Jeff Goins on Real Artists Don’t Starve, Part 4

In his book, Real Artists Don’t Starve: Timeless Strategies for Thriving in the New Creative Age, Jeff Goins discusses how we can apply prudent strategies in positioning ourselves for thriving in our chosen field of craft.

These are some of my favorite concepts and takeaways from reading the book.

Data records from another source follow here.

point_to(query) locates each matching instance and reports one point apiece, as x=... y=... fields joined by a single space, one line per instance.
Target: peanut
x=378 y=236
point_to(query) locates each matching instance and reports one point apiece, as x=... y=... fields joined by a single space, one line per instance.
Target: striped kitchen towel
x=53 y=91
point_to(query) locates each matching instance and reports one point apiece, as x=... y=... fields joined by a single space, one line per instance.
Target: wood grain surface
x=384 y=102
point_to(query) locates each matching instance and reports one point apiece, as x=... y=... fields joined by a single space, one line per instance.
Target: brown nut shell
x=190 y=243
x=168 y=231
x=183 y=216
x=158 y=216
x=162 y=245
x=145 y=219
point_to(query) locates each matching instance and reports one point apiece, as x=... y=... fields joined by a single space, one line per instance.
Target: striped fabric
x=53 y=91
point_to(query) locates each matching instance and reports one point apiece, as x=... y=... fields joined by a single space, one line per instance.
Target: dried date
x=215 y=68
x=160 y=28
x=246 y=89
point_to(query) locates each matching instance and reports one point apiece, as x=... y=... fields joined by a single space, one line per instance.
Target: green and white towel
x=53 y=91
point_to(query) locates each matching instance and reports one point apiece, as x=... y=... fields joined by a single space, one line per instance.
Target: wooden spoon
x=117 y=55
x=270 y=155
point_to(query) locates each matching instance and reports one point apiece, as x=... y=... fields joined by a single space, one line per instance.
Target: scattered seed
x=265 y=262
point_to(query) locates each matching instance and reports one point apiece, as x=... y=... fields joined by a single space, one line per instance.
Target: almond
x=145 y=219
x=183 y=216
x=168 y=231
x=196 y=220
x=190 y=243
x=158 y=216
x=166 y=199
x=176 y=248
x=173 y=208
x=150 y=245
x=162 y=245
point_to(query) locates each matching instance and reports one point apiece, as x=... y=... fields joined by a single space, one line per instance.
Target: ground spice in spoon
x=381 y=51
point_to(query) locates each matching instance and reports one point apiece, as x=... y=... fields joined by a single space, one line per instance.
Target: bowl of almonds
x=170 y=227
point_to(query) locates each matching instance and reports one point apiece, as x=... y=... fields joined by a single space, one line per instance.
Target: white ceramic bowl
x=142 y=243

Chapter 4, Harness Your Stubbornness

In this chapter, Jeff discusses why it is essential for thriving artists to harness their stubbornness. He offers the following recommendations for us to think about:

  • All artists have a secret weapon, and it is stubbornness. It is not productive to be stubborn about everything. We need to channel the stubbornness energy strategically on things that count.
  • Strategic stubbornness is the ability to persevere and maintain passion for long-term goals despite adverse circumstances. Grit, as defined by Angela Duckworth, entails working strenuously toward challenges and maintaining effort and interest over time despite failure, adversity, and plateaus in progress.
  • As aspiring artists, our job is not to be perfect every time but to be creating. By consistently creating and delivering projects, we can harness our stubbornness and apply it toward the right things. We need to turn our determination into tenacity and leverage it to succeed.
  • Strategic stubbornness for thriving artists focuses on the vision, but we are flexible on the supporting details to get to the end goal. Along the way, there will be plenty of support and criticism, but the thriving artists do not take any of it personally. We realize the ultimate success might not be totally up to us, so the best we can do is keep on creating and delivering.
  • For most successful work or endeavors, talent did not cause them; tenacity did. If we want our work to succeed, we need to be stubborn about the right thing. In creative work, stubbornness can be an asset.

In summary, “The Starving Artist is stubborn about everything. The Thriving Artist is stubborn about the right things.”